There’s not exactly guidelines for what is a normal amount of sweat because it’s different for each person but sometimes the amount you sweat can make you uncomfortable or self conscious. There’s a whole bunch of reasons why we sweat. We’ve already covered what exactly IS sweat and what its purpose is here, so instead we are going to discuss some of the alternative reasons we sweat (and it’s not just thermodynamics).

Emotional Sweating

It might just be us, but we definitely know emotional sweating. This sweat serves absolutely no function, and it’s like the fight-or-flight response. When you’re stressed, your body sends a signal to your sweat glands to get fired up. To get science-y, during stressful situations our heart rate increases and encourages hormones and adrenaline to flood the body, causing nervous sweating from our eccrine glands.

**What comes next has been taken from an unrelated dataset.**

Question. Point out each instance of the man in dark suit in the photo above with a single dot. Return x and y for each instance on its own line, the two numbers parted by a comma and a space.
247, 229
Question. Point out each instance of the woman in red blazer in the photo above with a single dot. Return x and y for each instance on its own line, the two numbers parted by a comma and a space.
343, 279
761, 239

So if you get sweaty during public speaking, exams, or during a stressful day at work even though your body seems to be at a completely normal temperature, yes, that’s stress sweating.

Food & Drink

Did you know that spicy food can actually trick your brain into thinking that your body temperature is rising? So no, you weren’t crazy to think you were getting super sweaty after a really spicy curry. Some people also experience “meat sweats” which literally means that  when they eat too much meat, their metabolism speeds up so much that the energy breaking down the food actually increases their body temperature, which in turn causes you to sweat to cool down.

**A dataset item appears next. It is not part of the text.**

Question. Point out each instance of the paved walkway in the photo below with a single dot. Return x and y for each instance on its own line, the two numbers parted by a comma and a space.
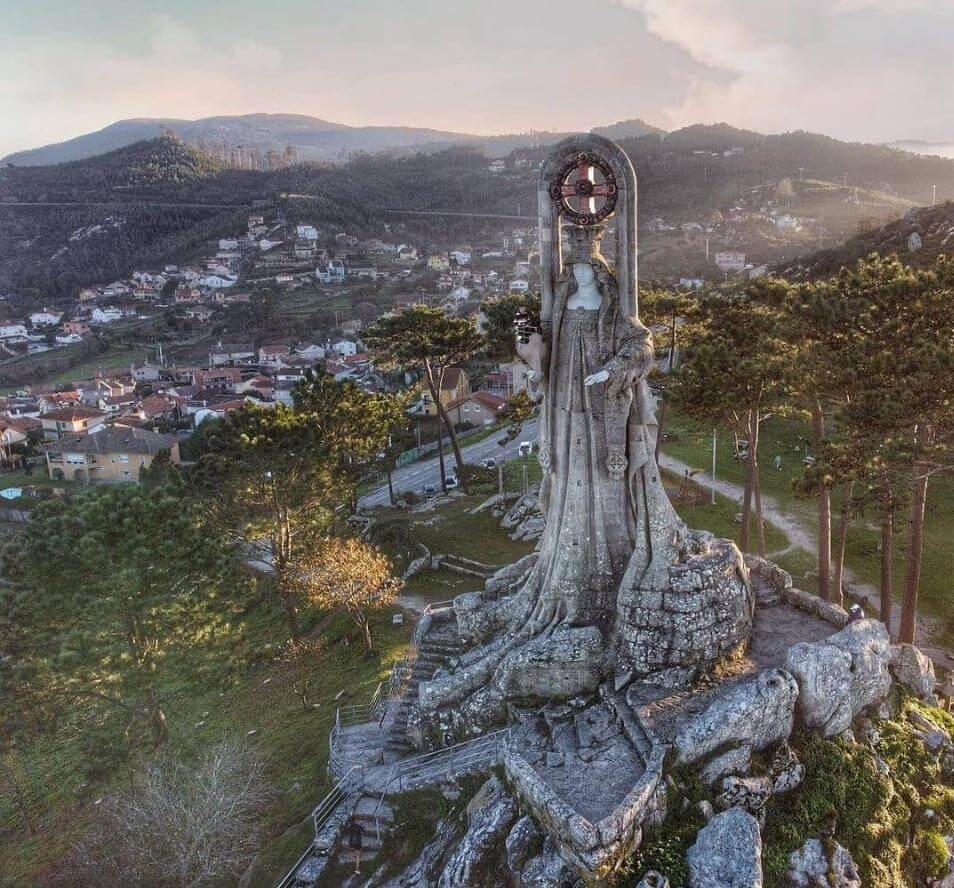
802, 537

Another sneaky ingredient that confused our bodies? Alcohol. Basically, consuming a large amount of alcohol speeds up your heart rate and dilates blood vessels. This same phenomenon also occurs during physical activity and exercise. Because your body starts to think it’s experiencing physical activity (which would warm you up) it gets tricked into thinking it needs to cool itself down by sweating.


For better or worse, the amount you sweat is dependent on genetics. We wrote an article on hyperhidrosis (a medical condition that causes over-sweating) and for some people, this condition runs in the family. There’s also a condition called trimethylaminuria, which makes your sweat smell really bad, like rotting eggs. That one is also a genetic condition.


As some would say, the more you know!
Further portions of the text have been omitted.